We looked at each other. I nodded. I felt weary, disillusioned. Four men, brave men, would be flying into danger, perhaps certain death, in just over a week.

‘Simply tell him the truth, Stella.’ Ross leaned back and stretched his arms high in the air. He seemed tired; there were lines of fatigue around his eyes.

I didn’t see Cole when I went down to morning tea at ten thirty. The usual group were sitting around the big table in the kitchen, but Jim Pope’s good-humoured face was drawn and he looked worried. Mary moped and spent most of her spare time chatting to Sam de Groot, who was as imperturbable as ever. Faye wasn’t there.

I’d just left the kitchen and was about to go up to see Molloy when I heard my name being called. Jim Pope came up to me quickly and spoke in a low timid voice, one completely unlike his usual bantering tone.

‘They want to drum Faye out of AWAS. It’d kill her, to be thrown out with a dishonourable discharge.’

‘I know.

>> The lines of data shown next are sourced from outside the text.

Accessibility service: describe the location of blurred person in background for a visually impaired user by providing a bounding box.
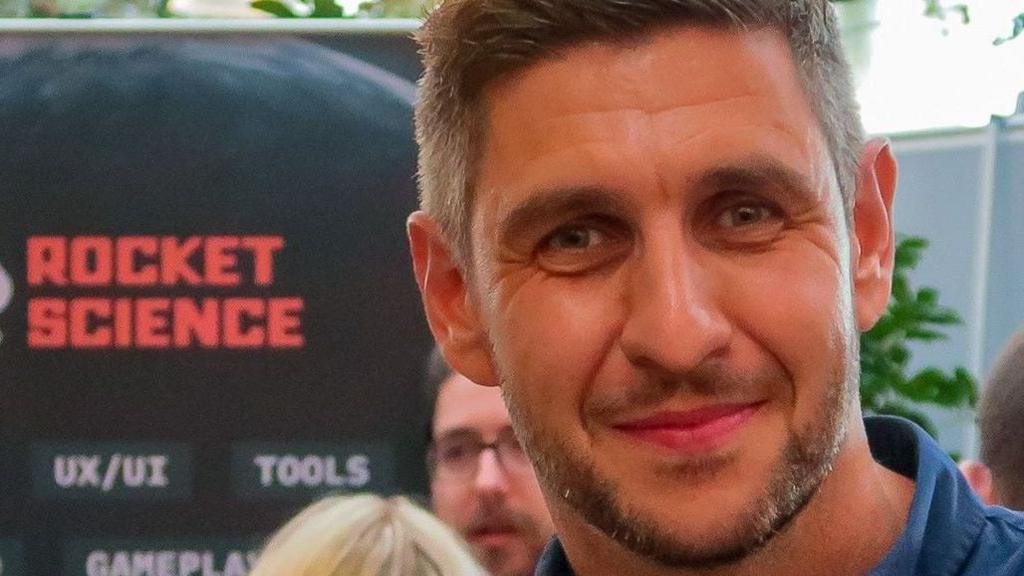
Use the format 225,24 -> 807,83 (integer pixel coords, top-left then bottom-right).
425,348 -> 554,576
959,330 -> 1024,510
250,487 -> 486,576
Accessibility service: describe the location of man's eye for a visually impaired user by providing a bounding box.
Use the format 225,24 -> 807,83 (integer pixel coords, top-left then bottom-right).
544,225 -> 605,250
718,204 -> 776,228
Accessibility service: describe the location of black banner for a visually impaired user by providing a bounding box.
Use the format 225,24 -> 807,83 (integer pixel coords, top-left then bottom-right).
0,28 -> 430,576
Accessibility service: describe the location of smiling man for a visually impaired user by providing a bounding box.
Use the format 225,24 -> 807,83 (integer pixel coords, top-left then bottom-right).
409,0 -> 1024,575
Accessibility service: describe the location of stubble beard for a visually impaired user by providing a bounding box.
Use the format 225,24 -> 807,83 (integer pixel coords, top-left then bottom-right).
502,338 -> 858,570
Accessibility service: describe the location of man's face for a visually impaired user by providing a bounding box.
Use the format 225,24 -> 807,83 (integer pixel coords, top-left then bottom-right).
460,28 -> 868,567
430,368 -> 554,576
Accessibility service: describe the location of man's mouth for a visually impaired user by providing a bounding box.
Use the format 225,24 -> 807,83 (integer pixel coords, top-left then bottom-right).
466,524 -> 518,546
612,402 -> 765,456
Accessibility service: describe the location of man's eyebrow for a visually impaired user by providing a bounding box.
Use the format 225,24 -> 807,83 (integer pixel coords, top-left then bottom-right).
434,426 -> 480,442
498,187 -> 627,244
696,156 -> 818,201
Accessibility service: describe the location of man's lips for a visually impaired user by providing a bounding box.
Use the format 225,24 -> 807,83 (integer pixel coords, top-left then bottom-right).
467,526 -> 518,546
613,402 -> 764,455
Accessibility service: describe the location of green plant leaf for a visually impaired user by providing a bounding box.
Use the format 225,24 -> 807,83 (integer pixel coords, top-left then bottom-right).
309,0 -> 345,18
249,0 -> 298,18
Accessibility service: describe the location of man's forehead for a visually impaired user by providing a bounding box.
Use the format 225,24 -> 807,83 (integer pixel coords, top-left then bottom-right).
476,27 -> 831,219
484,26 -> 799,127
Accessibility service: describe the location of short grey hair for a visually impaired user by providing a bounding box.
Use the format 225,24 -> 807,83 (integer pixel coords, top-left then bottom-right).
416,0 -> 863,264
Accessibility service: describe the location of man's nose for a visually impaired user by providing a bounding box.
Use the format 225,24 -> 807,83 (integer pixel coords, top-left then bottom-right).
473,448 -> 508,495
621,235 -> 731,375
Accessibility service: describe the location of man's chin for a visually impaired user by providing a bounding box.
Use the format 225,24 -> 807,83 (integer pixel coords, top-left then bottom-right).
470,534 -> 534,576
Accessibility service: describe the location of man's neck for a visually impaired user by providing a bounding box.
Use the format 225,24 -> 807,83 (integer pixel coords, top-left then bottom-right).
553,426 -> 914,576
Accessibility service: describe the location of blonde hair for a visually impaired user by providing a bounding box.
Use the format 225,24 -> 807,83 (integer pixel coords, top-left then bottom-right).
250,494 -> 486,576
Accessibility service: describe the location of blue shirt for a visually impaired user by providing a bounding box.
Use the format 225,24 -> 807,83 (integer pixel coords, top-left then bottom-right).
537,416 -> 1024,576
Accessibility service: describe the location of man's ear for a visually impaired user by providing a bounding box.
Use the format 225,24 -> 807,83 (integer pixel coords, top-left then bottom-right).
958,460 -> 999,505
407,211 -> 498,386
852,139 -> 896,331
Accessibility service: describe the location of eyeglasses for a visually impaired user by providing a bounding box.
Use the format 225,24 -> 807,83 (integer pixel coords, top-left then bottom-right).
427,428 -> 529,482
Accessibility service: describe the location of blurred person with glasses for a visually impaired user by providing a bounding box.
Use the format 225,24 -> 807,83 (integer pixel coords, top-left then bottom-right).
425,348 -> 554,576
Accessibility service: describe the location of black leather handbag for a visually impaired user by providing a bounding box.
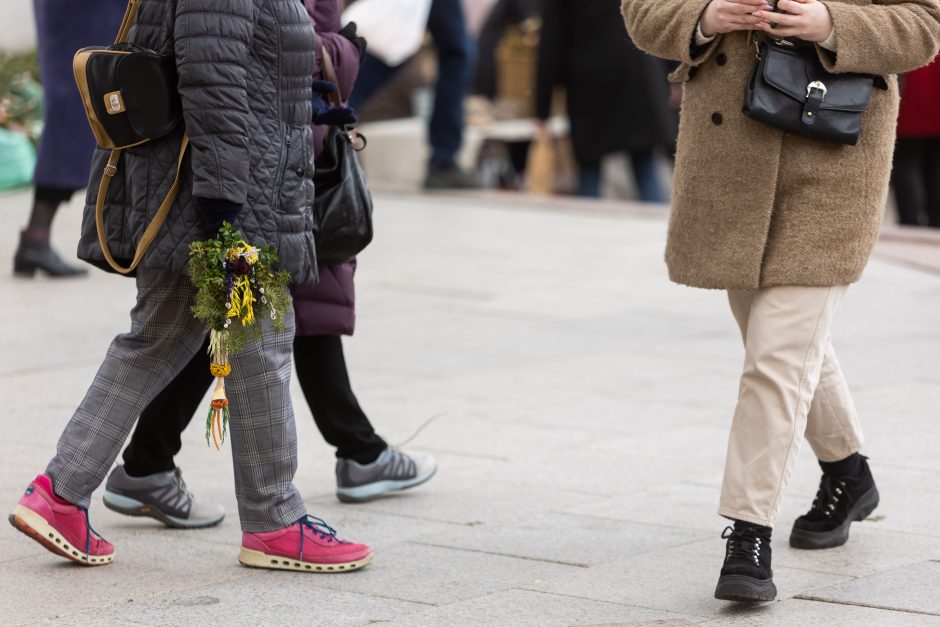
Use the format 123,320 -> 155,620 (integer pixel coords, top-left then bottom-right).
313,48 -> 373,266
744,38 -> 887,146
72,0 -> 189,274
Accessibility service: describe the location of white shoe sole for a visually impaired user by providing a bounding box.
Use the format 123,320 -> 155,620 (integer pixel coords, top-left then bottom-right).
102,490 -> 225,529
238,547 -> 372,573
10,505 -> 114,566
336,464 -> 437,503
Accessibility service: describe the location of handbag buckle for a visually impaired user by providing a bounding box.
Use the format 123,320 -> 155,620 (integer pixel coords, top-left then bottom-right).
806,81 -> 829,102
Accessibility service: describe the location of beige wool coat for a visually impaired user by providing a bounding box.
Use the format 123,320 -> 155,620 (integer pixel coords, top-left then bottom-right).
622,0 -> 940,290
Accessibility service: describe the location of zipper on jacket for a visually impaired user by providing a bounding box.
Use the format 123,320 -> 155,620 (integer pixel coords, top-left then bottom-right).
271,124 -> 293,211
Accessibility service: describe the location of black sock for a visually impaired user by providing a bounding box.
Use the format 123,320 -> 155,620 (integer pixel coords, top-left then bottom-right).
27,186 -> 74,230
819,453 -> 864,479
734,520 -> 774,538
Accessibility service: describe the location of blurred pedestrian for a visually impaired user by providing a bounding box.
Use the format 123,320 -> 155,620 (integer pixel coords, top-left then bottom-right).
104,0 -> 437,528
473,0 -> 542,100
10,0 -> 372,572
13,0 -> 127,277
536,0 -> 676,203
891,54 -> 940,228
350,0 -> 482,189
623,0 -> 940,601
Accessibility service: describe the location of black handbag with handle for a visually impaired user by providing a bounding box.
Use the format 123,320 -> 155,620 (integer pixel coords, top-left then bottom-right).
313,48 -> 373,266
744,36 -> 887,146
72,0 -> 189,274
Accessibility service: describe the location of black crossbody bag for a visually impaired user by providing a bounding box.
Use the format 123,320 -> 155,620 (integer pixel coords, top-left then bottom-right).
313,47 -> 372,266
72,0 -> 189,274
744,35 -> 888,146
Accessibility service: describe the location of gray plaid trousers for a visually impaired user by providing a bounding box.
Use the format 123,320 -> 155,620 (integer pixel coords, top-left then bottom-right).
46,269 -> 306,531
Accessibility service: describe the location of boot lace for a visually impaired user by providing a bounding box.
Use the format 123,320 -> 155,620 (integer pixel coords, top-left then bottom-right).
807,475 -> 845,520
721,527 -> 765,566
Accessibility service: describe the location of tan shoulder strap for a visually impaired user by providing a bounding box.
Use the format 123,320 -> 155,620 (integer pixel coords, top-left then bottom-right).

It’s wrong. It’s all so wrong.’

He looked at me, screwed up his eyes in a frown and shook his head slowly. ‘Faye’ll do anything for a friend. She’s a bit rough sometimes, but she’s – I think she’s wonderful.’

I put out a hand and touched his sleeve. ‘I think she’s wonderful, too. I’ll do what I can, Jim. I promise.’

‘I’d like to kill that bastard,’ said Jim.

You and me both, I thought.

‘Shhh, Jim,’ I said. ‘No point saying such things.’

When I entered his office Captain Molloy told me to sit down. I sat next to Captain Deacon. He asked me if I was prepared to talk about what had happened. I said I was. He stared fixedly at the desk as I recounted what had happened.

‘I am certain that Lieutenant Cole had dishonourable intentions towards me,’ I said, to finish. ‘Corporal Thompson and Corporal Massey were just trying to help me, to stop him from –’ My hands clenched into fists. ‘They acted bravely. They should be congratulated, not sanctioned.’